Un moment clé où nous passons par-dessus nos aliénations, voyons les braises de la passion de ces coureurs, et les embrasons pour, par-delà les embuches, les pousser vers leurs objectifs. Le tout, simplement en étant là, et en encourageant, en s’époumonant pour crier par-dessus les rythmes retentissants qui sortent de nos haut-parleurs, en dansant à travers la pluie de confettis qui emplissent l’air déjà survolté.

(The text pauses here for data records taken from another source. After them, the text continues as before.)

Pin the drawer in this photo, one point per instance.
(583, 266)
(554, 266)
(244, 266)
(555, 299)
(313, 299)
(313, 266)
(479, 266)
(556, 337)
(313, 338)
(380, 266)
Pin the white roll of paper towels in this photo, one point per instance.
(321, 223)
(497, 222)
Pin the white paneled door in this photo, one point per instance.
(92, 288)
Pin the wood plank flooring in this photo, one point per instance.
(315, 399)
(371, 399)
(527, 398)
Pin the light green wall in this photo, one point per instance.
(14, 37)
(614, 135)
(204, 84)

De ne pas rester indifférent, c’est cool. Nous sommes dans une ère de querelles, d’hypocrisie, d’aliénation. La une de nos journaux n’est pas titrée par des actes de bonté, de compassion ou quelle qu’autre noblesse, mais par le défaitisme, la haine, la politicaillerie. Le cheer squad, c’est une opportunité d’en sortir, d’être plus, de s’élever au-dessus de ces maux et confusions. C’est une chance de rev up, de vivre notre passion et de ne pas demeurer indifférent en exprimant notre gratitude pour le privilège que nous avons de pouvoir courir, et d’avoir, sur le chemin, pu rencontrer des gens qui nous ont tendu la main. Et ça, c’est vraiment cool.

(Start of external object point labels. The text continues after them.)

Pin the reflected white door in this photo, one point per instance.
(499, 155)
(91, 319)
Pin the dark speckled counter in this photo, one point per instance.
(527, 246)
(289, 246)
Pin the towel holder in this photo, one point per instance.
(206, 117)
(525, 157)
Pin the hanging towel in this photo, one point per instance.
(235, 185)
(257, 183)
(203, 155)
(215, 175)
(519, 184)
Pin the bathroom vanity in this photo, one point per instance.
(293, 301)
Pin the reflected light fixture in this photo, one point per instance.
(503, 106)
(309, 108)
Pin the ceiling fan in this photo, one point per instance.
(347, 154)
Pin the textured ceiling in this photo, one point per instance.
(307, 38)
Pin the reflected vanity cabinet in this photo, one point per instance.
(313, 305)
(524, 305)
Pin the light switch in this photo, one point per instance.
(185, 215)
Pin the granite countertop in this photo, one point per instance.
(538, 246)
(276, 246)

Le crew nous permet d’y revenir à chaque sortie. Et ce crew, ce n’est pas seulement Yamajo, dans mon cas, ou le club de votre boutique spécialisée ou votre groupe de course du bureau. Le crew, c’est tous ceux qui croient qu’il est important de ne pas rester indifférents, et d’en exprimer sa gratitude. Le cheer squad, au final, est une métaphore qui nous permet de s’exprimer ainsi au monde, et de démontrer en faits et actes la beauté de ne pas être indifférents, et la différence que cela peut faire. Comment un simple sourire et une poignée de confettis peuvent rendre une épreuve ardue ne serait-ce que légèrement plus agréable, et comment, ensemble, les effets de ces efforts sont multipliés.

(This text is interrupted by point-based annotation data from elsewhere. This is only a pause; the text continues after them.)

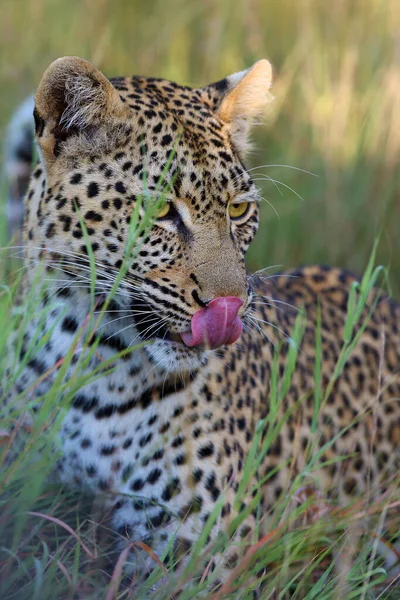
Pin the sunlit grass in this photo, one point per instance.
(57, 544)
(336, 110)
(336, 115)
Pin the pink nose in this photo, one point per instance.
(216, 324)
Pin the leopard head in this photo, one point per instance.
(108, 148)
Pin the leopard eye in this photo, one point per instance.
(164, 210)
(237, 211)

Murakami disait « when you run on the earth and with earth, you can run forever », et je suis entièrement en accord. Par contre, j’ajouterais ces quelques mots… Quand vous courez ensemble, en commun et avec une communauté, vous pouvez courir pour indéfiniment. Et c’est ça l’essence du crew, et l’éthique du cheer squad.

Pierre-Alexandre Cardinal
Yamajo Run Crew, Mtl.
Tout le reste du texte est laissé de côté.